DEPUIS PLUSIEURS années, le dépistage du cancer de la prostate est sujet à polémique. En apportant la preuve du bénéfice sur la mortalité, les résultats très attendus de l’étude européenne The European Randomized Study of Screening for Prostate Cancer (ERSSPC) permettent de jeter les bases d’une réflexion commune. « Le plus important est de délivrer une information claire aux patients : oui il est bénéfique de se faire dépister. Actuellement, l’Association Française d’Urologie (AFU) propose le dépistage par le toucher rectal et le dosage des PSA total chez tous les hommes entre 50 et 75 ans, et à partir de 45 ans dans certains groupes à risque. Désormais convaincues du bénéfice à dépister, les tutelles et les sociétés savantes vont pouvoir travailler ensemble. Des programmes communs sont d’ailleurs déjà lancés. Ces résultats ont le grand mérite d’ouvrir des perspectives, notamment avec la Haute Autorité de Santé (HAS) », explique le Dr Xavier Rebillard, urologue et l’un des coordonnateurs du bras français de l’étude (Montpellier, Lille et Toulouse).
Huit pays participants.
Cette étude menée dans 8 pays européens ne laisse en effet aucun doute. Se faire dépister diminue de 20 % le risque de mourir d’un cancer de la prostate. À noter que pour la faisabilité de l’étude, le dépistage a reposé sur le seul dosage des PSA. « Il ne faut pas se laisser troubler par les résultats contradictoires de l’étude américaine PLCO (Prostate, Lung, Colorectal, Ovarian) publiée dans le même numéro du New England Journal of Medicine, avertit l’urologue. Malgré l’hétérogénéité de la population recrutée, l’étude européenne ERSSPC est beaucoup plus solide sur le plan méthodologique. Plus de 160 000 sujets ont été inclus versus 70 000 dans la PLCO. Les Américains n’avaient pas prévu qu’il y aurait un tel taux de dépistage alternatif par le biais de prescriptions individuelles ou d’autres protocoles universitaires. Ainsi le groupe témoin ne l’était plus vraiment et était en quelque sorte "pollué". En conséquence, le calcul de la population à recruter s’est trouvé faussé. Leur étude a manqué de puissance statistique pour montrer une différence entre les deux groupes. De plus, il n’y avait pas de protocole préétabli pour la conduite à tenir. Une fois le dépistage effectué, chacun faisait selon ses habitudes pour la prise en charge. » Autre faiblesse de l’étude américaine : la sous-représentation des populations minoritaires souvent socialement défavorisées et peu sensibilisées à l’intérêt de participer à l’essai. « Pourtant, on sait que l’origine ethnique peut être un facteur de risque. Les Afro-Américains ont davantage de cancers agressifs. En miroir, en France, l’AFU recommande d’ailleurs de dépister les sujets antillais dès l’âge de 45 ans », rappelle le spécialiste.

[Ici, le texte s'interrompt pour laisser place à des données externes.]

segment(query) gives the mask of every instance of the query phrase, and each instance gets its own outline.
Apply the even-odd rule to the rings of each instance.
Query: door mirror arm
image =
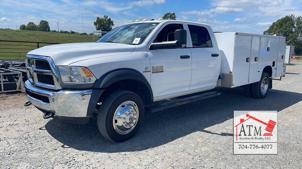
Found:
[[[155,42],[151,44],[149,49],[150,50],[157,50],[157,49],[173,49],[178,48],[179,46],[178,41]]]
[[[150,50],[157,50],[174,48],[185,48],[187,47],[187,31],[178,29],[174,32],[173,41],[154,42],[151,44]]]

Des programmes institutionnels.
« L’étude ERSSPC n’est pas finie. On attend encore les résultats sur la qualité de vie et les coûts dans trois ans. Un des problèmes posés par le dépistage est en effet de révéler des cancers peu significatifs sans agressivité immédiate… On parle beaucoup de la surveillance rapprochée et des traitements focaux. Ce seront des questions, parmi d’autres, auxquelles il va falloir répondre », précise le Dr Rebillard. En tout cas, le mouvement semble lancé.
À paraître prochainement, le rapport collectif de l’Office Parlementaire des Politiques de Santé (OPEPS) devrait faire des propositions d’améliorations du dispositif actuel de dépistage et de traitement précoce du cancer de la prostate. Parallèlement, l’Institut National du cancer (INCa) est à l’initiative du programme d’action intégrée de recherche (PAIR) et en définit actuellement les axes prioritaires. Un premier rapport est prévu pour juin 2009. C’est enfin à la lumière de ces différents travaux que la HAS, l’INCa et l’AFU projettent de réétudier ensemble les recommandations sur le dépistage et la prise en charge du cancer de la prostate.
The New England Journal of Medicine, 26 mars 2009.